Reggie Graves, 14, told the Associated Press that teachers herded students from one room to another, trying to move away from the sound of the shooting. Some students crouched under desks. Another student, Ashley Morrison, said she heard shots, then saw the gunman peering though a door window of a classroom where she was hiding with several others. “I can’t even count how many gunshots you heard; there [were] over 20 … There were people screaming, and they made us get behind the desk,” she said.

Armed tribal police soon arrived to confront the teenager, forcing his retreat into a classroom, where he shot dead five students and a 52-year-old teacher, Neva Rogers, before turning his gun on himself.

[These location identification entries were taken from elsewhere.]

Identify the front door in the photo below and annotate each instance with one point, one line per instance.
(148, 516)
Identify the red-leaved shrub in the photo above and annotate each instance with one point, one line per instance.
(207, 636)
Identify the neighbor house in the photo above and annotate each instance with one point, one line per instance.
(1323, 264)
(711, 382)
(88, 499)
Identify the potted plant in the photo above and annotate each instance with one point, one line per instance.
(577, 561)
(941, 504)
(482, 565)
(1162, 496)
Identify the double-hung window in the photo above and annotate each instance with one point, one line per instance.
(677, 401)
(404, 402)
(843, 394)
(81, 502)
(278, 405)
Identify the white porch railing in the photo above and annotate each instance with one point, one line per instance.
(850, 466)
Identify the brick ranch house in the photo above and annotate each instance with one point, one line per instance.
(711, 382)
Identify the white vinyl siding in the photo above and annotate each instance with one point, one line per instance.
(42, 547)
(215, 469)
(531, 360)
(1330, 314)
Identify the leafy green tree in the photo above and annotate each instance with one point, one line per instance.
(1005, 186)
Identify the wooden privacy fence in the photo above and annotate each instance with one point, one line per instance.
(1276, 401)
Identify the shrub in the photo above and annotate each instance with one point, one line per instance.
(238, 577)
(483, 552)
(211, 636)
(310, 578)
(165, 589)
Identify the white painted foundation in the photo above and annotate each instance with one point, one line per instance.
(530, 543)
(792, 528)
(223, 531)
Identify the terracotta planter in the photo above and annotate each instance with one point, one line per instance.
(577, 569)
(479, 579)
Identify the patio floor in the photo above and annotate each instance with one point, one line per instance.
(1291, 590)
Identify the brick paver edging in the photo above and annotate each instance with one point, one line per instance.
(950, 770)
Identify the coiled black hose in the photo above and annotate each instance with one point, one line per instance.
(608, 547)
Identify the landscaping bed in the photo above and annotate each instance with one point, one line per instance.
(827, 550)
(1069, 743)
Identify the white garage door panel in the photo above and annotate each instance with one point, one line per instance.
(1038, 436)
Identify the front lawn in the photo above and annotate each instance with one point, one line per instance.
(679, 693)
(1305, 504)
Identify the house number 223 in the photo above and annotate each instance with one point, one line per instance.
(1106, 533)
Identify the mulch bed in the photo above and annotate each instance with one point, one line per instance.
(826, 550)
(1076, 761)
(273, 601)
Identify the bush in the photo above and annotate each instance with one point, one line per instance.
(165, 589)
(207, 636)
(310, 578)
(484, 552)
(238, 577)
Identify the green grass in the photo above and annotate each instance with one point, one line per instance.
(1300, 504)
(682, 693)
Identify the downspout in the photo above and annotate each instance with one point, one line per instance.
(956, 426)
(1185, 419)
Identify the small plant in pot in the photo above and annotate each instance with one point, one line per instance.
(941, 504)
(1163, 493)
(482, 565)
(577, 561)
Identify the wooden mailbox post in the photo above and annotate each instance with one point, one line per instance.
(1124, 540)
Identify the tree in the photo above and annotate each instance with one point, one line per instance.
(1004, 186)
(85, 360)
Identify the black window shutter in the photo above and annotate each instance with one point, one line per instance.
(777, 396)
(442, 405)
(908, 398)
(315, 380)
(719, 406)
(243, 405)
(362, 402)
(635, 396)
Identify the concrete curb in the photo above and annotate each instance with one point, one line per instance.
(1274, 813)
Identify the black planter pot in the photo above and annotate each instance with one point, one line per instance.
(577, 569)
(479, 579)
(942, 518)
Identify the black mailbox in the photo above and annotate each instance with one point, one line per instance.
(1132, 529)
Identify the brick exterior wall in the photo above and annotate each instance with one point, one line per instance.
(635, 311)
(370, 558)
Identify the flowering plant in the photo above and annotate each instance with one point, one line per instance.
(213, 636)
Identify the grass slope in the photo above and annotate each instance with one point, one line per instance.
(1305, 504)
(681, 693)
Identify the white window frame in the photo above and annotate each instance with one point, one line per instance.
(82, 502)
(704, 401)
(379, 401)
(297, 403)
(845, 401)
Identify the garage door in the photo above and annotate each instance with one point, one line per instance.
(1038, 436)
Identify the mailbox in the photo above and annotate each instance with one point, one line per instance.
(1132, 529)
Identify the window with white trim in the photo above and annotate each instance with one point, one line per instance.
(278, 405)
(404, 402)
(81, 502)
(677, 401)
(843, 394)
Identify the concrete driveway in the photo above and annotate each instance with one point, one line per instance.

According to the Associated Press, three of the students were shot in the head at close range. “You could hear a girl saying, ‘No, Jeff, quit, quit. Leave me alone. What are you doing?’” one student, Sondra Hegstrom, said.

That remained unclear Tuesday, with the FBI struggling to piece together a motive for what they believed was a premeditated attack. Some of those clues may eventually be provided by Weise himself, from his involvement with neo-Nazi Web sites. In a posting last year, he admitted that he was questioned by police after a threat against the school, in what could have been a possible warning sign.

“By the way, I’m being blamed for a threat on the school I attend, because someone said they were going to shoot up the school on 4/20, Hitler’s birthday, and just because I claim being a National Socialist, guess whom they’ve pinned,” he wrote in comments posted at 11:41 p.m. on April 19, 2004.

The newspaper added that Weise was subsequently cleared, and quoted him as saying: “I’m glad for that. I don’t much care for jail; I’ve never been there and I don’t plan on it.”

For the people on the Red Lake reserve, the killing spree was “the darkest hour in the history of our tribe,” said Jourdain. “Our community is devastated by this. We have never seen anything like this in the history of our tribe.”